In termini psicodinamici, il problema non è la paura dell’amore, ma la difficoltà a mantenere una giusta distanza dall’oggetto relazionale senza sentirsi né abbandonati né inglobati.
Da questo punto di vista, il corpo assume una funzione centrale. Molte strategie contemporanee di autoregolazione sessuale — dall’uso autonomo della sessualità fino alla necessità di mantenere spazi erotici personali non totalmente dipendenti dal partner — possono essere comprese non solo come evitamento dell’intimità, ma come tentativi di preservare continuità del Sé e senso di sovranità corporea.
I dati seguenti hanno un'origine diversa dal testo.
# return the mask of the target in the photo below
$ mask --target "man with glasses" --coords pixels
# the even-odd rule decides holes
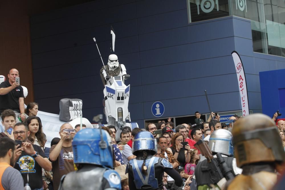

Anche il funzionamento borderline può essere riletto in questa chiave: non semplicemente come instabilità emotiva, ma come difficoltà profonda a regolare la distanza relazionale. L’altro viene vissuto alternativamente come:
- indispensabile;
- invasivo;
- salvifico;
- soffocante.
L’organizzazione traumatica del legame impedisce la costruzione di un’esperienza stabile in cui sia possibile entrare e uscire dall’intimità senza sentirsi annientati.
Naturalmente, le esperienze prenatali non determinano da sole lo sviluppo psichico futuro. La nascita, l’attaccamento postnatale, i fattori di protezione, le relazioni correttive, l’ambiente affettivo e sociale possono modificare profondamente le traiettorie evolutive. Tuttavia, ignorare completamente la dimensione prenatale rischia di lasciare inesplorata una parte fondamentale dell’esperienza umana: quella memoria corporea originaria che precede il linguaggio e che continua, silenziosamente, a influenzare il modo in cui cerchiamo amore, contatto, sicurezza e libertà.
Forse alcune persone non temono davvero l’intimità.
Temono ciò che accade quando il proprio corpo e la propria regolazione emotiva dipendono troppo profondamente dal corpo dell’altro.